Witam,
Przygodę z łowiectwem zacząłem w zeszłym roku. Zaczęła się od poznania kolegi Alfredo Wargasa. Jak u wielu z Was, u zarania były jakieś "nurkowania" z ruską maską i płetwami na wakacjach, a to w jeziorkach pojezierza Dobiegniewskiego, a to w Bałtyku... Od dziecka bardzo mi się to podobało, gdyż większość moich zainteresowań związana była i jest z podglądaniem, poznawaniem świata flory i fauny. Później z zazdrością oglądałem Greków czy Włochów śmigających pod wodą z kuszami. Zawsze wtedy myślałem, kurcze, dlaczego w Polsce to nielegalne?;) Do dzisiaj nie wiem, dlaczego tak mi się wydawało Cóż, trzeba się było zadowolić wędeczkami i spoglądaniem na wodne ekosystemy "z góry". Wiosną zeszłego roku, kolega Alfredo postanowił mnie naprostować w tejże tematyce;) I ruszyły pierwsze wyprawy Sprzęt, choć ciężko to tak nazwać, powiedzmy że baaaardzo podstawowy. Rekreacyjna maska, jakaś rurka, płetwy... Alfredo miał jeszcze dwie kusze gumówki (i zepsutego pneumata;)),oraz piankę na deskę. Aaaa, mieliśmy też kąpielówki, żeby nie było . Podczas pierwszej wyprawy Alfredo, choć sam żółtodziób, robił za nauczyciela. Miał już kartę łowiectwa, ja jeszcze nie. Więc pływałem za nim, niczym cielę za krową, przyglądając się jego działalności. Załapałem . Druga wyprawa już z własną kartą, choć wciąż bez sprzętu. Od czerwca odwiedziliśmy kilkukrotnie jezioro Lubikowskie, Bierzwnik i Lipie, wszystkie w moich ulubionych rejonach, czyli pojezierze Dobiegniewskie i Niecka Ząbszyńska. Wyniki oczywiście mizerne, jakieś średnie okonie (daleko im do okazów, ale na wędkę takich nigdy nie wyjąłem), wzdręgi, płocie, szczupaczek... Alferdowi szło lepiej, znacznie więcej widział pod wodą, wiedział gdzie szukać itp. Dawał masę cennych rad, za co jestem mu bardzo wdzięczny. Dodatkowo zdałem sobie sprawę z własnej kondycji, a raczej jej braku Kilka tirów wypalonych fajek, plus parę arów konopii zrobiły swoje... Niemniej jednak największą radość i tak miałem z samego faktu przebywania w tym magicznym świecie...

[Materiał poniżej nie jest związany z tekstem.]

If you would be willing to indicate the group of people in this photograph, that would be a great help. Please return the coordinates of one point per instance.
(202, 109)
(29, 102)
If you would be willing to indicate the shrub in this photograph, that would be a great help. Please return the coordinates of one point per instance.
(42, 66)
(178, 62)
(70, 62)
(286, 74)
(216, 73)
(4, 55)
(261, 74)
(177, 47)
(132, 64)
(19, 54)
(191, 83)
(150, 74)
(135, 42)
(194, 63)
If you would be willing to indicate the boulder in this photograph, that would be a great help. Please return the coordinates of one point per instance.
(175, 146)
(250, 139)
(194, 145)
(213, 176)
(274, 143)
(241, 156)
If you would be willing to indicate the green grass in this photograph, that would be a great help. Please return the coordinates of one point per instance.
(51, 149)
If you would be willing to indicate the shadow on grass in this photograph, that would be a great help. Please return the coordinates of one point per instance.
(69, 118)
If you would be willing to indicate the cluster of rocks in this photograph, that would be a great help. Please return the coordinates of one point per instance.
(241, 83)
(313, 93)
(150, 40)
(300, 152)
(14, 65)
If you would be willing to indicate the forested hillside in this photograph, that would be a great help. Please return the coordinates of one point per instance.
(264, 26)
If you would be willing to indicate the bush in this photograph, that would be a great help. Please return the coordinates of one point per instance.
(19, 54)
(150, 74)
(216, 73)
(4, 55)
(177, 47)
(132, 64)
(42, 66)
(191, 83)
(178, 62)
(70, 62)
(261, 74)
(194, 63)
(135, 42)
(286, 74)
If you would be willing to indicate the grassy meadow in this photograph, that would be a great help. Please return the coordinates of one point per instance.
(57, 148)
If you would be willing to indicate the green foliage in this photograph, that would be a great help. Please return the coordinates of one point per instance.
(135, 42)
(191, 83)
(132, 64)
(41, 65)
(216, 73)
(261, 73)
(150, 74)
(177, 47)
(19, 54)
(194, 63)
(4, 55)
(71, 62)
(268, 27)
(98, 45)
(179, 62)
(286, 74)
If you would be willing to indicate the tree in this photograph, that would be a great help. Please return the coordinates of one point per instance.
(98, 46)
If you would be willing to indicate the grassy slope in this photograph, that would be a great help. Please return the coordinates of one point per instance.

Do dzisiaj sprzętu już trochę przybyło, choć to i tak początki. Już przebieramy nogami z Alfredo, już planujemy, już sprzęty zamawiamy, już wszystko tuż, tuż Wiosna na horyzoncie, na pyskach permanentne banany
Życzę szanownym forumowiczom rybnych wód i połamanych harpunów.